Question 1. For the prostate data set, fit a model with lpsa as the response, and the other variables as predictors.
(a) Suppose a new patient with the following values arrives:
lcavol = 1.45000, lweight = 3.59801, age = 63.00000, lbph = 0.30010,
svi = 0.00000, lcp = -0.79851, gleason = 7.00000, pgg45 = 15.00000.
Predict the lpsa for this patient along with an appropriate 95% prediction interval.
(b) Repeat the questions in (a) for a patient with the same values except that he is age 20. Explain why the prediction interval is wider.
(c) For the model of the previous question, remove all the predictors that are not significant at the 5% level. Using the reduced model recompute the predictions for the x values given in the previous questions (a) and (b). Are the new prediction intervals wider or narrower than in parts (a) and (b)? Which predictions would you prefer? Explain.
Question 2. Using the swiss data set, fit a model with Fertility as the response and all of the other variables as predictors.

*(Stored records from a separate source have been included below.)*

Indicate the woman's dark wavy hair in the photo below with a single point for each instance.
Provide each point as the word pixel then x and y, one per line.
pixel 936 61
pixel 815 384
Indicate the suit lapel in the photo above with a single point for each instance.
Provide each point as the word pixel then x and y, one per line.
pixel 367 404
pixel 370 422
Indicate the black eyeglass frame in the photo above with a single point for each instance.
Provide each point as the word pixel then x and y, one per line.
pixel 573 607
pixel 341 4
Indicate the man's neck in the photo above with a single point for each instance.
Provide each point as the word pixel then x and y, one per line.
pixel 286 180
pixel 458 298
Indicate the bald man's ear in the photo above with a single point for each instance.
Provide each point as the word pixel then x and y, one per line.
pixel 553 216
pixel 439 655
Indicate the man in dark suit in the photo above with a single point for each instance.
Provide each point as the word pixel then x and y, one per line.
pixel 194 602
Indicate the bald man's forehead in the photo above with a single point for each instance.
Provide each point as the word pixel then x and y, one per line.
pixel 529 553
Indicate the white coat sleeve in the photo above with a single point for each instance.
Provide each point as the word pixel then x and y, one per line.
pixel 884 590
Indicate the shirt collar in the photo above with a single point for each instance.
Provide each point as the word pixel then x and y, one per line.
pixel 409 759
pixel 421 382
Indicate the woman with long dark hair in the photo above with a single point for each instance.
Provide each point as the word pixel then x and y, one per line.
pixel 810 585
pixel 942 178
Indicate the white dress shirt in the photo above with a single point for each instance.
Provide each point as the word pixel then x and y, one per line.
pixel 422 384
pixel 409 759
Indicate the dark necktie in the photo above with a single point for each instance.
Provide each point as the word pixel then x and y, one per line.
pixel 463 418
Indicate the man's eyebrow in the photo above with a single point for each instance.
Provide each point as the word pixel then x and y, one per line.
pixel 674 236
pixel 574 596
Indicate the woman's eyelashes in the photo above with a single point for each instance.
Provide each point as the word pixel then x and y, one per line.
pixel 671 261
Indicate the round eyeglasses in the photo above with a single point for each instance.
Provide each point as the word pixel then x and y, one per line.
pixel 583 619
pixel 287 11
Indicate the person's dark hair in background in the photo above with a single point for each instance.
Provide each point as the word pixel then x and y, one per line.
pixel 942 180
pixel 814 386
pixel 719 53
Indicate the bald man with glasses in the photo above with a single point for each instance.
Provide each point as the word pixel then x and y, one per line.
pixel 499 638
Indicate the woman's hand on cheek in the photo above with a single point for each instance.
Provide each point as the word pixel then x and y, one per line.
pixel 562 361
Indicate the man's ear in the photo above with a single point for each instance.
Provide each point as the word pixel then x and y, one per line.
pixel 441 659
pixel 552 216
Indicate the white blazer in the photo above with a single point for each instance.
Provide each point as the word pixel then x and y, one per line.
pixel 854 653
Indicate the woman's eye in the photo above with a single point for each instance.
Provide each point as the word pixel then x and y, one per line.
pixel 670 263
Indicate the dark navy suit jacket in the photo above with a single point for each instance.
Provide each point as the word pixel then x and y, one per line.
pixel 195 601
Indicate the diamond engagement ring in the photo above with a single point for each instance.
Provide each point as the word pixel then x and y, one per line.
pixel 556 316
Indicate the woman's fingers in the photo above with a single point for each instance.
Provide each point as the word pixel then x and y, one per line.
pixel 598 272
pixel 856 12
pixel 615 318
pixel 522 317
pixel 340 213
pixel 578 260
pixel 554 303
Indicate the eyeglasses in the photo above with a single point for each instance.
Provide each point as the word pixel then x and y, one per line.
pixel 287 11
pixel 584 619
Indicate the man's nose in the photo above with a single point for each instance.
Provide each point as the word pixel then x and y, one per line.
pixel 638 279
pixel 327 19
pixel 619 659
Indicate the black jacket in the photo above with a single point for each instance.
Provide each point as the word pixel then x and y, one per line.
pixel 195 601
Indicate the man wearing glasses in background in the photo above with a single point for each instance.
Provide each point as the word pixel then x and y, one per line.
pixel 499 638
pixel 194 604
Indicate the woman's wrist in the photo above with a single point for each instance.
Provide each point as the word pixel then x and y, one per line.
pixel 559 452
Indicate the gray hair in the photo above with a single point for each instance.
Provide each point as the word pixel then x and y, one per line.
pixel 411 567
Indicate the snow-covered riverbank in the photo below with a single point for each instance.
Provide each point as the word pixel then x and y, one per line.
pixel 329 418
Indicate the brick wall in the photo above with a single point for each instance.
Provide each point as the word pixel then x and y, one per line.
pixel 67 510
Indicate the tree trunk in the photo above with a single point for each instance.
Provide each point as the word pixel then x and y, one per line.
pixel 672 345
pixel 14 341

Answer the following.
(a) Produce a plot of the internally Studentized residuals ri versus the ordinary (least squares) residuals εˆi. (Show R code.)
(b) The points in this plot do not exactly fall on a straight line. Briefly explain why. [ Hint: What is the formula for the internally Studentized residuals? ]
(c) List the externally Studentized residuals ti (which are used as test statistics in the Mean Shift Test).
(d) Perform the Mean Shift Test without Bonferroni adjustment, using α = 0.05. Which provinces are identified as outliers?
(e) Perform the Mean Shift Test with Bonferroni adjustment, using α = 0.05. Which provinces are identified as outliers?
Question 3. Using the eco data set, fit a model with home as the response and all of the other variables as predictors. Answer the following parts.
In parts (b) through (g), you should draw a specific conclusion and clearly refer to the diagnostic tool(s) (plots or statistics) you used to draw your conclusion.
(a) Produce the four default diagnostic plots given by R.
(b) Using an appropriate diagnostic plot, check the functional form of the relationship between the mean response and the predictors.
(c) Check the assumption of constant variance.
(d) What is the largest (most positive) least-squares residual value? What is the smallest (most negative) least-squares residual value?
(e) Which observation has the greatest leverage value?
(f) Check for outliers. (You may use diagnostic plots - a formal test is not necessary.)
(g) Check for influential points.
Question 4. Using R, produce a grid of 9 normal probability plots (qqnorm) for samples of size n = 50 simulated independently from a geometric distribution with parameter prob equal to 0.4.
(Refer to the last section of the Diagnostics in Linear Regression slides. Use the R function rgeom to simulate from the geometric distribution.)
(a) Display your plots and the R code you used to produce them.
(b) Describe two distinct ways in which these plots tend to differ in appearance from what you would expect for normally-distributed data.